Por meio de atuação extrajudicial, a Defensoria Pública conseguiu garantir a matrícula no curso de medicina da Universidade Estadual Paulista (Unesp) de Botucatu a um jovem indígena, de origem boliviana e naturalizado brasileiro, em vaga reservada à política de cotas para pretos, pardos ou indígenas.
Nascido na Bolívia, Abraham veio com a família para o Brasil aos 6 anos. Filho de mãe indígena da comunidade de Chirapaca, Zona Villa Allicia, na Província dos Andes, e pai indígena da comunidade Jancpo Marca, município de Guaqui, o jovem de 20 anos cursou ensino médio na rede pública do Brasil e se reconhece como pertencente à etnia aymara, povo originário de Peru, Bolívia, Argentina e Chile.
No final de janeiro deste ano, ele fez a pré-matrícula na Unesp em Botucatu, após ser aprovado para ocupar vaga dentro da política de cotas. Morador de Vila Velha (ES), ele já tinha se mudado para SP e assistia às primeiras aulas, quando recebeu e-mail comunicando o indeferimento da matrícula. “Foi uma apunhalada no coração”, conta. A justificativa: não teria cumprido requisito do vestibular, que exigia vínculo com comunidade indígena brasileira certificado pela Fundação Nacional do Índio (Funai).
RECONSIDERAÇÃO
Procurado por Abraham, o Núcleo de Defesa da Diversidade e da Igualdade Racial (Nuddir) da Defensoria encaminhou no dia 2 de junho ofício à Unesp pedindo a reconsideração do indeferimento. A coordenadora do Nuddir, defensora Isadora Brandão, argumentou que o fato de o jovem pertencer a etnia indígena não brasileira não poderia ter impedido a matrícula, pois a Constituição veda discriminação por origem ou nacionalidade, garantindo os mesmos direitos fundamentais a brasileiros natos e naturalizados e a estrangeiros.

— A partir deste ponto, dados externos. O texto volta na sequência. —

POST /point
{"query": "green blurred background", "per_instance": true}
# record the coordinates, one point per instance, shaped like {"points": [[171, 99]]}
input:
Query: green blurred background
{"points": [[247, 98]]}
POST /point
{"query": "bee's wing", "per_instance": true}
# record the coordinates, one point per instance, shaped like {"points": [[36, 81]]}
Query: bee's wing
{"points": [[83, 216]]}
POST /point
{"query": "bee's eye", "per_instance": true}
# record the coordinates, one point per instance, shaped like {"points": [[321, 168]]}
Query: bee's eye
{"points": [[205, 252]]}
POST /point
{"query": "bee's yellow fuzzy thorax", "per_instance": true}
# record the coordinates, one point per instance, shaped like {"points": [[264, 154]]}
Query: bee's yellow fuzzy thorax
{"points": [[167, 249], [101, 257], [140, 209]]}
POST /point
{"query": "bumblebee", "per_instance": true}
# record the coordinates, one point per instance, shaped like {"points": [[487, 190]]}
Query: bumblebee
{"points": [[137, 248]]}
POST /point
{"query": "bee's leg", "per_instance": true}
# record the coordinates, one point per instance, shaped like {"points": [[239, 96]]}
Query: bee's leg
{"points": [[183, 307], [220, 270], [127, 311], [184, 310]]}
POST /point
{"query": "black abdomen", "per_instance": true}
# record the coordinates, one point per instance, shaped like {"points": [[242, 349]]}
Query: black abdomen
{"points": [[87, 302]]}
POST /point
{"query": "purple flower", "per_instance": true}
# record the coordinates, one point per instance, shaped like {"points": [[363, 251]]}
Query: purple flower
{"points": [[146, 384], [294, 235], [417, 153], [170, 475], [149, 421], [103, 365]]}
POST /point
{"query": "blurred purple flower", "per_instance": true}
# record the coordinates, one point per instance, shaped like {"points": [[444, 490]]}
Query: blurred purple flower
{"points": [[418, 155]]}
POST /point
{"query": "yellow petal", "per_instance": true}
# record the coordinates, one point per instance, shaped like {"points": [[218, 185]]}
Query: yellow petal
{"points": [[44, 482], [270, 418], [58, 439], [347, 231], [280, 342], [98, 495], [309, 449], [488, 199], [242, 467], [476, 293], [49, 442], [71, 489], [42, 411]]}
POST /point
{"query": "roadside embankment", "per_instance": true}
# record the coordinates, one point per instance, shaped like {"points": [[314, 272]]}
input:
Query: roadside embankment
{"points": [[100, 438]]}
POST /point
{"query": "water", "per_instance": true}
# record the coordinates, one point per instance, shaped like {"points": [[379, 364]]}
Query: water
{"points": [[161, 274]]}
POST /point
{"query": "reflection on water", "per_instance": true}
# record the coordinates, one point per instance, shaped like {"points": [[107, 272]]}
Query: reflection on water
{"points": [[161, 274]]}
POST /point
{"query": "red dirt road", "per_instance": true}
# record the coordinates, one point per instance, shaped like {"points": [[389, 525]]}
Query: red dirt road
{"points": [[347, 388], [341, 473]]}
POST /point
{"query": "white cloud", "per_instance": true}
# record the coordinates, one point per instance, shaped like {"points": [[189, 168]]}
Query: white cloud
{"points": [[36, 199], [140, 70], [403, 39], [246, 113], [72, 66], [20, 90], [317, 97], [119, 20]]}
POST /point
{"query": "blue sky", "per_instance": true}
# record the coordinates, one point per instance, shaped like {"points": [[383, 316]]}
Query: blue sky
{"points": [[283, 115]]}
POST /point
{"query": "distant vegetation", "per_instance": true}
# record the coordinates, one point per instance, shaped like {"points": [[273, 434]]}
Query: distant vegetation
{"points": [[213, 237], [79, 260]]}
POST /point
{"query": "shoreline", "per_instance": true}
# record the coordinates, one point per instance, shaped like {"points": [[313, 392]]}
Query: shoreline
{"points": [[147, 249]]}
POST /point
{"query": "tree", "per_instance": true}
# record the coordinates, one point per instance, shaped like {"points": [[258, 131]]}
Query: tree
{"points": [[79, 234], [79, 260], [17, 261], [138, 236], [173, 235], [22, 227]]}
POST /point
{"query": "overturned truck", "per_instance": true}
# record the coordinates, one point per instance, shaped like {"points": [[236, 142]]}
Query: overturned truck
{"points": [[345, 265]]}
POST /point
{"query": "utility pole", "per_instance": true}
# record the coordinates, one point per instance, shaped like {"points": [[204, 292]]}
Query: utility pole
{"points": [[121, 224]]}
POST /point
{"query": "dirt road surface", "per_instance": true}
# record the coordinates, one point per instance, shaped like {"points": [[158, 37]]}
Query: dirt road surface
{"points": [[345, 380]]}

Ela também embasou sua solicitação na Lei de Migração (13.445/17), que assegura acesso igualitário e livre de migrantes à educação pública, e na Lei 12.711/12, que instituiu o sistema de cotas, e ressaltou que a Funai já havia emitido documento registrando a autodeclaração de Abraham como de etnia aymara, ponderando que não caberia à autarquia definir quem é ou não indígena, mas somente atestar as informações prestadas.
AUTORIZAÇÃO
Em decisão publicada no dia 25 de junho, a Unesp acolheu o pedido e autorizou a matrícula. O professor Juarez Xavier, presidente da Comissão de Averiguação de autodeclarações de pretos e pardos no vestibular da Unesp, ressaltou que o órgão tem se posicionado favoravelmente ao ingresso como cotistas de pessoas com origem indígena fora do Brasil, considerando que a lei não determina territorialidade da etnia.
A Diretoria da Faculdade de Medicina de Botucatu (FMB/Unesp) disse ter ficado satisfeita com a resolução do caso e contou que, por intermédio das professoras Maria Cristina Pereira Lima (Kika – diretora) e Jacqueline T. Caramori (vice-diretora), escreveu ao jovem dando as boas-vindas pelo ingresso no curso de medicina da instituição.
Para o jovem, poder cursar medicina é mais que um passo para construir uma carreira. “É uma mudança de contexto, porque todas as minhas gerações antepassadas, da Bolívia, são de pessoas que trabalharam no campo, em plantações, e viveram apenas da agricultura familiar e em condições de pobreza”, diz. “E, numa sociedade boliviana, bastante racista, era senso comum que indígenas só tinham que trabalhar no campo, não em outros espaços. É uma honra saber que consegui mudar essa história, e gerar um exemplo para meus primos, aqui e na Bolívia”.